Senin, 12 Juli 2010

Book - Big Pieces of Time

The art collective Observatorium is creating Big Pieces and these art works are always about location and time. Usually time in the sense of 'time out' or simply resting.
They have now published a book with 010 Publishers covering the twelve of their installations they have realised in the past twelve years. As a side note, maybe we could also start speculating about te topic of time and the meaning of twelve as a number?
The book is 'Big Pieces of Time : Observatorium'.
As the work is described in the introduction, summarises most of the intentions: "Ideally, the sculpture will provide a focus, a point of arrival and of redirection; it gives the countryside or town a space and a symbol, something that invites and stimulates people into action or contemplation. If the art can accomplish anything, then it is above all to create time and space for attention - attention and curiosity towards the outside worlds, towards - the interior resonances we experience. It presents an environment that highlights the imponderability of the world around us."
The twelve pieces are monumental and even by looking at the images in the book this can be felt. Take the project 'Das Hallenhaus', a steel construction outlining a building. It is erected on a platform on top of a hill with beautiful views, a place to be.

Hallenhaus Observatorium
Image taken from stroom.nl / Image of the Hallenhaus.

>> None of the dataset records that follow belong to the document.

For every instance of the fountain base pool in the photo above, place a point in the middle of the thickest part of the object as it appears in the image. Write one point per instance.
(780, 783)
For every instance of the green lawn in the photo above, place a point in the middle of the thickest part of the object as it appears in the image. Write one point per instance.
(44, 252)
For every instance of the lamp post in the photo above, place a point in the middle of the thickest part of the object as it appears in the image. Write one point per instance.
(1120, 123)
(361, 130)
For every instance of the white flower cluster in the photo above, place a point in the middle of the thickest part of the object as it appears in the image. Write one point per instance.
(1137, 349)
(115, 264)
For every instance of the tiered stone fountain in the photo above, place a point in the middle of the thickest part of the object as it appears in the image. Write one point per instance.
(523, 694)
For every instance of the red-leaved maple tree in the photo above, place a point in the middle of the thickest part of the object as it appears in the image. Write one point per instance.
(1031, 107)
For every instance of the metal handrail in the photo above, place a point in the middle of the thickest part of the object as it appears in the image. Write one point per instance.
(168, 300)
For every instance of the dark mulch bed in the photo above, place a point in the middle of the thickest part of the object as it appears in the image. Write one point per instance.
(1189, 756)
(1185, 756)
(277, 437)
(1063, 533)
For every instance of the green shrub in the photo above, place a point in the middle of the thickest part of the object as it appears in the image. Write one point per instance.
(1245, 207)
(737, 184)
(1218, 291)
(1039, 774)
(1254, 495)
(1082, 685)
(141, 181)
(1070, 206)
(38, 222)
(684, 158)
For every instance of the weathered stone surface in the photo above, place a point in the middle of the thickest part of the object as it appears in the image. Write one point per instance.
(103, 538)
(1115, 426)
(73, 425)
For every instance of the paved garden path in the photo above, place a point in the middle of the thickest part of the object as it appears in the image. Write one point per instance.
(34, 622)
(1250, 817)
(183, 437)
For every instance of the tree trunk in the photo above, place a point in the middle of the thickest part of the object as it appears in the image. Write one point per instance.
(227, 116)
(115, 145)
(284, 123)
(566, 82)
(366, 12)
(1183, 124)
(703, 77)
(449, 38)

It is a mazing how Observatorium manages to create this tension between place and context and everything without the salesman attitude of selling art. In fact art is the lat thing one think about while looking at this work presented in the book and I imagine this to be an even stronger aspect of the real live installations. There is something very natural, self explaining and normal to it.
This goes along with a statement by the art collective: "The work is not finished until someone uses it" (Observatorium on their project 'Square for De LeiJ, Judical Juvenile Institution De Leij, Vught, 2003). One of the projects that beautifully demonstrates the process the art piece is involved after it is actually finished. How this project has changed with it being used is not disimilar from an other built work, be it architecture or landscaping.

The beauty about the book are the photographs documenting the work. Using the full format of the book an additional story is narrated with the images. In fact one could argue that this is a picture book book. As mentioned above the monumentality of the projects is captured beautifully, with a seriousness and a self-evidence rarely seen in project documentation. However this is mainly down to the monumentality of the installations and the other aspects of participation, community work, actual activity and action is harder to document. Cleverly here the text takes over this part and rounds the publication to a slow motion whale, a super-size book that brings you a time-out, time to recharge and enjoy. It is not about art but about the involvement, the possibilities and the dreams.

Big Pieces of Time, Cover
Image taken from the Observatorium blog / BIG PIECES OF TIME - Observatorium, Designed by Karelse & Den Besten, English, 288 pp / 326 x 240 mm / hardcover, price € 39.50, ISBN 978 90 6450 680 2.


de Camp, G., Dekker, A. & Reutelingsperger, R., 2010. Observatorium: Big Pieces of Time, Rotterdam: 010 Publishers.